Essentially, the ruling has shifted the burden of proof in so-called mixed-motive cases. Previously, if a worker could show that age was one of the factors in a layoff, demotion or other adverse employment decision, the employer was then required to show that it had acted for a legitimate reason other than age bias. Going forward, workers will bear the full burden of proving that age was the deciding factor — an ultrahigh hurdle.
In taking this case, the court had agreed to review a comparatively narrow question: the type of proof required to trigger the shifting of the burden to the defendant in a mixed-motive age-discrimination case. But the justices went much further, ruling to end the burden-shifting approach entirely. And they did it without inviting re-argument or supplemental briefing from the parties to the case it was considering.
A LA Times news article says the Supreme Court has significantly shifted the burden of proof onto the employee. In that article, the LA Times talked to several labor attorneys and defines what “mixed motive” is in discrimination law:
In discrimination lawsuits involving what lawyers call “mixed motive” cases, a worker previously might have had a valid claim of discrimination if age or another prohibited factor, such as race, was one of the motivations behind a firing or demotion.
Thomas acknowledged that Congress and the Supreme Court had authorized this approach, but he said it could not be applied to age discrimination cases.

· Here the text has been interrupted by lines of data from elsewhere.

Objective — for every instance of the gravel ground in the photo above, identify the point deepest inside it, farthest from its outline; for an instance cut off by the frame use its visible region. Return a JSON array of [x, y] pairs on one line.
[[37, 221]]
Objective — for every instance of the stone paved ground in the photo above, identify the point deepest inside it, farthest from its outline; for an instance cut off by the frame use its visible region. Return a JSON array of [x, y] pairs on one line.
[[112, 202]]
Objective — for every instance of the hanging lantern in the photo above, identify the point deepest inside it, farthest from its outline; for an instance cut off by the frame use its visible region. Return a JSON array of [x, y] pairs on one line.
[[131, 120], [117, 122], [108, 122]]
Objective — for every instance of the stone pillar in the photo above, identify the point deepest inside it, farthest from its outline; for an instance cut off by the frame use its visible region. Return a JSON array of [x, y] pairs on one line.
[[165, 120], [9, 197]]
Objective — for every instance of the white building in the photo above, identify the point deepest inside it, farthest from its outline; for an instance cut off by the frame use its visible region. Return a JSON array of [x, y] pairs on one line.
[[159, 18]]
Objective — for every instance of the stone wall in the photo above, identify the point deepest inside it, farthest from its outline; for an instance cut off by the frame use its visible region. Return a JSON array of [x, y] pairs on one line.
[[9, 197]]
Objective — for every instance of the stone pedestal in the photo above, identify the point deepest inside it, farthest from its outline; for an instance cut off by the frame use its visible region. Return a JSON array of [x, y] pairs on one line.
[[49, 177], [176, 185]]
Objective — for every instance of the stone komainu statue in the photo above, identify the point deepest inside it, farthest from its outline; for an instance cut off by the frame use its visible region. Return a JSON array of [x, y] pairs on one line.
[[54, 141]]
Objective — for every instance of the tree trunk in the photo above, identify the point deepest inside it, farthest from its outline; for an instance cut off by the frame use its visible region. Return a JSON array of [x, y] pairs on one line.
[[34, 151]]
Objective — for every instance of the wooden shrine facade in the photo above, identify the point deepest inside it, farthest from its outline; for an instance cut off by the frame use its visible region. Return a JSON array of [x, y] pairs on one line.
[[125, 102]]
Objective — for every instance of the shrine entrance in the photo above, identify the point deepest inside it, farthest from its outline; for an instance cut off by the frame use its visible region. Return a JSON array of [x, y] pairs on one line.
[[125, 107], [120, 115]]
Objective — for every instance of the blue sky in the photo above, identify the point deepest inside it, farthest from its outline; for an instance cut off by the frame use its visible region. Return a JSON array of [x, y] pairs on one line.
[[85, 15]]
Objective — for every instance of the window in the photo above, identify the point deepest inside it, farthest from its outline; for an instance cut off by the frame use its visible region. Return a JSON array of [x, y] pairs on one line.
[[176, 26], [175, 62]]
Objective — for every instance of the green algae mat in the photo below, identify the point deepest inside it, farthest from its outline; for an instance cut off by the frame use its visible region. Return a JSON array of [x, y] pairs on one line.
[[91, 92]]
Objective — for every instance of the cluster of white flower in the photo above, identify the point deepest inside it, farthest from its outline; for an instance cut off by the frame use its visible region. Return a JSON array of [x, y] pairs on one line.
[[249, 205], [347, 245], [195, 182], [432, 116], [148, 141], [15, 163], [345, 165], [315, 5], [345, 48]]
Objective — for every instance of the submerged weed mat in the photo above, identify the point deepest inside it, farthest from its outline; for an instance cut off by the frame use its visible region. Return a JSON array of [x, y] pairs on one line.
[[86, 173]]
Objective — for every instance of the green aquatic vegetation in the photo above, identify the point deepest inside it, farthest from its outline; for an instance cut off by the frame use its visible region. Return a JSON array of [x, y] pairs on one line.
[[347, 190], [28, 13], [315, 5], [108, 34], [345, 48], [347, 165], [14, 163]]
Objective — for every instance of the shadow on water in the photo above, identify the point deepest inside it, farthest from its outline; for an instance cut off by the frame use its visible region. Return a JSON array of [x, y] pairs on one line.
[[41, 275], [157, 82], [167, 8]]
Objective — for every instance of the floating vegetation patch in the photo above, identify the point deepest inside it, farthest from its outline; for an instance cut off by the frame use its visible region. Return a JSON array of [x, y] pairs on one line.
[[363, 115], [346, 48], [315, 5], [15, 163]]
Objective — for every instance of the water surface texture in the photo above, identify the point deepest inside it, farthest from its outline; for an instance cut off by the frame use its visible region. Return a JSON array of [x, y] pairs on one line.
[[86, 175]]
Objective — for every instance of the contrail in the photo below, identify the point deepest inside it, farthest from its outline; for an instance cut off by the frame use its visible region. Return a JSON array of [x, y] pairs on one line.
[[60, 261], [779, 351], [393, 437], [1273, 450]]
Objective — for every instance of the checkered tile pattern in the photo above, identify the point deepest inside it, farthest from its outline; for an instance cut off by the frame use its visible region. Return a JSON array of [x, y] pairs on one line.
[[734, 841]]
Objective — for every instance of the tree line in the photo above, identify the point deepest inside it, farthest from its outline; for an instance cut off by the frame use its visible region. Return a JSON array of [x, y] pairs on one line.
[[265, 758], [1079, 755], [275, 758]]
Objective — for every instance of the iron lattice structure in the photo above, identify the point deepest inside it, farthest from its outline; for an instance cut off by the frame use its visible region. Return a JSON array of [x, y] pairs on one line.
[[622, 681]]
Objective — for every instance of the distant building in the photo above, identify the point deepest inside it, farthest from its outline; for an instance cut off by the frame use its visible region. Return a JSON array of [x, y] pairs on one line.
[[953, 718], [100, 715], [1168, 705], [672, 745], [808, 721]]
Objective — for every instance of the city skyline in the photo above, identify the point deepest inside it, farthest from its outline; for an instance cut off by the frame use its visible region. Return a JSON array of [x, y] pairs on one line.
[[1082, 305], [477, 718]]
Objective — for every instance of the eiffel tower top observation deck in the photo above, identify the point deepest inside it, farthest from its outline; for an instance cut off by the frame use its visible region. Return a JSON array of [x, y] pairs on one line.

“The burden of persuasion does not shift to the employer,” he said, “even when a plaintiff has produced some evidence that age was one motivating factor in that decision.”
In 1991, Congress amended the law covering discrimination on the basis of race, sex, religion and national origin to allow mixed-motive claims. It did not revise the age bias law. Thursday’s majority said that age, therefore, should be treated differently.